Alibaba's Qwen research team has released another open-source artificial intelligence (AI) model in preview. Dubbed QVQ-72B, it is a vision-based reasoning model that can analyze visual information from images and understand the context behind them. The tech giant has also shared benchmark scores of the AI ​​model and highlighted that on one specific test, it was able to outperform OpenAI's o1 model. Notably, Alibaba has released several open-source AI models recently, including the QwQ-32B and Marco-o1 reasoning-focused large language models (LLMs).
Alibaba's Vision-Based QVQ-72B AI Model Launched
In a Hugging Face listingAlibaba's Qwen team detailed the new open-source AI model. Calling it an experimental research model, the researchers highlighted that the QVQ-72B comes with enhanced visual reasoning capabilities. Interestingly, these are two separate branches of performance, that the researchers have combined in this model.

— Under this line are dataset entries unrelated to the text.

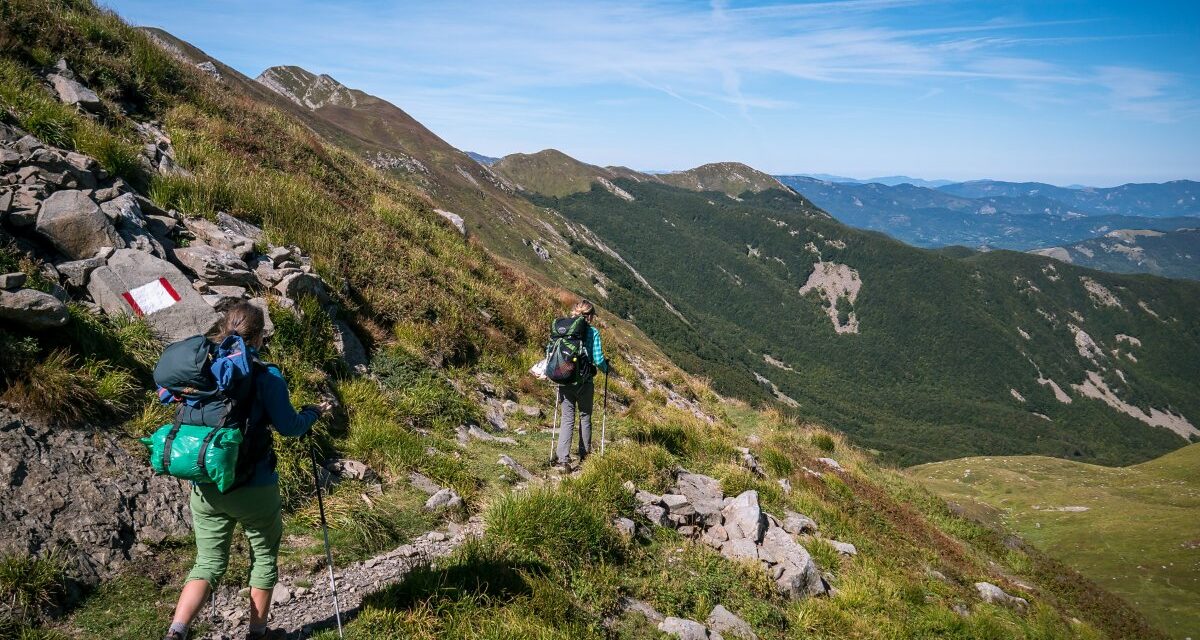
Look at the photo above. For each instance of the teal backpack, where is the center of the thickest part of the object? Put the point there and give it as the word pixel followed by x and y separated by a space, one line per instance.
pixel 568 358
pixel 210 441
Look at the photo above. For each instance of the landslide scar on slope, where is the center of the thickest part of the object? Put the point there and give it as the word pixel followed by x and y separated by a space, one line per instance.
pixel 835 282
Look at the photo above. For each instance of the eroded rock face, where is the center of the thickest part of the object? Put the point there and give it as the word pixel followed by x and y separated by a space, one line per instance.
pixel 76 226
pixel 705 495
pixel 82 492
pixel 683 628
pixel 215 265
pixel 726 623
pixel 33 309
pixel 127 270
pixel 743 518
pixel 993 594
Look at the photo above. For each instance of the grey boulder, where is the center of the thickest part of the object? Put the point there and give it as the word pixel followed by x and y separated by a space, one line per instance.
pixel 76 226
pixel 798 575
pixel 683 628
pixel 72 93
pixel 300 285
pixel 129 269
pixel 77 271
pixel 33 309
pixel 214 234
pixel 724 622
pixel 993 594
pixel 743 516
pixel 705 495
pixel 797 524
pixel 444 498
pixel 215 265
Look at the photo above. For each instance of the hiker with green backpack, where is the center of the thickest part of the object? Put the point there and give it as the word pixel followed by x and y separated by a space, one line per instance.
pixel 227 404
pixel 573 358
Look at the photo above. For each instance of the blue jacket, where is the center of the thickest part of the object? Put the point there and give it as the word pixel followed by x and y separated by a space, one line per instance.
pixel 273 406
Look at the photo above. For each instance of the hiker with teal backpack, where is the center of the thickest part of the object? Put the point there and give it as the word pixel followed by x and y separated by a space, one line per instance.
pixel 227 404
pixel 573 358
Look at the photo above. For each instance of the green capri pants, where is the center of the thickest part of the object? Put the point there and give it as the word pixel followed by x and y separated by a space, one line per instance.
pixel 214 516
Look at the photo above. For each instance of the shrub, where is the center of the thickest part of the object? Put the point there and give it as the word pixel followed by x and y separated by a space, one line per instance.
pixel 825 442
pixel 304 338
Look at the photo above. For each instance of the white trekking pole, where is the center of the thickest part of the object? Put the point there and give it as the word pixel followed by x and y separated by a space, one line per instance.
pixel 324 530
pixel 553 426
pixel 604 413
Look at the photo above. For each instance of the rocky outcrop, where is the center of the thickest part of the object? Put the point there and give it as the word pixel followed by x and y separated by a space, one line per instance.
pixel 739 530
pixel 724 622
pixel 83 494
pixel 33 309
pixel 993 594
pixel 100 240
pixel 76 226
pixel 135 282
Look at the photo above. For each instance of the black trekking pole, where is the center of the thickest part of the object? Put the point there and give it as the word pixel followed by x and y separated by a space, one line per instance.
pixel 604 416
pixel 324 530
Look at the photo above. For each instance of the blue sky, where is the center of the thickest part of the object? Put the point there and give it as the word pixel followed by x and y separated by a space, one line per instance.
pixel 1096 93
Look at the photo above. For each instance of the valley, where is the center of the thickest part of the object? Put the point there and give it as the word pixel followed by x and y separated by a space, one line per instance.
pixel 1129 528
pixel 774 368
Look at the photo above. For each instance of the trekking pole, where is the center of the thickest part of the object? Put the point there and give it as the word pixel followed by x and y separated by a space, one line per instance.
pixel 604 414
pixel 553 426
pixel 324 530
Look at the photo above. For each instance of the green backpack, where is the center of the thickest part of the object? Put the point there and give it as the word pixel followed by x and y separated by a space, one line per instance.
pixel 209 441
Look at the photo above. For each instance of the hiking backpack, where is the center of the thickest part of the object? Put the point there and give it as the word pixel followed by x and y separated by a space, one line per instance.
pixel 568 354
pixel 210 441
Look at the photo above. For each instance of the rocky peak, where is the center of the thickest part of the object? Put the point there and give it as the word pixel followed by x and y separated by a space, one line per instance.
pixel 732 178
pixel 306 88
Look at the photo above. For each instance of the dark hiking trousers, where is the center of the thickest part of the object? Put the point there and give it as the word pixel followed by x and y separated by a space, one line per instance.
pixel 576 396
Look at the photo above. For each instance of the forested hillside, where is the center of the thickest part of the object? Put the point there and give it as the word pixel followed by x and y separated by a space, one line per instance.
pixel 922 356
pixel 444 518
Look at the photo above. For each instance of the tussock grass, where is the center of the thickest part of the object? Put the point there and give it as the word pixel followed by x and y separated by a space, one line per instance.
pixel 30 585
pixel 363 522
pixel 61 389
pixel 555 528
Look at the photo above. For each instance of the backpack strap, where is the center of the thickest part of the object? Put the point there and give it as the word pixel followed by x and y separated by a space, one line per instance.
pixel 201 462
pixel 168 441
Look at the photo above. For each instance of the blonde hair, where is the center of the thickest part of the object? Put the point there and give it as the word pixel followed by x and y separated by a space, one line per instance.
pixel 583 307
pixel 244 320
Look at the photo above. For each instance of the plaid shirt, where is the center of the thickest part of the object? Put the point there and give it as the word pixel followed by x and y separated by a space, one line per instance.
pixel 598 351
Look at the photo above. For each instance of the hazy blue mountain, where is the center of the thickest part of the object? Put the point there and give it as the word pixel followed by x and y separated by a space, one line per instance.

Vision-based AI models are plentiful. These include an image encoder and can analyze the visual information and context behind them. Similarly, reasoning-focused models such as o1 and QwQ-32B come with test-time compute scaling capabilities that allow them to increase the processing time for the model. This enables the model to break down the problem, solve it in a step-by-step manner, assess the output and correct it against a verifier.
With QVQ-72B's preview model, Alibaba has combined these two functionalities. It can now analyze information from images and answer complex queries by using reasoning-focused structures. The team highlights that it has significantly improved the performance of the model.
Sharing evals from internal testing, the researchers claimed that the QVQ-72B was able to score 71.4 percent in the MathVista (mini) benchmark, outperforming the o1 model (71.0). It is also said to score 70.3 percent on the Multimodal Massive Multi-task Understanding (MMMU) benchmark.
Despite the improved performance, there are several limitations, as is the case with most experimental models. The Qwen team stated that the AI ​​model occasionally mixes different languages ​​or unexpectedly switches between them. The code-switching issue is also prominent in the model. Additionally, the model is prone to getting caught in recursive reasoning loops, affecting the final output.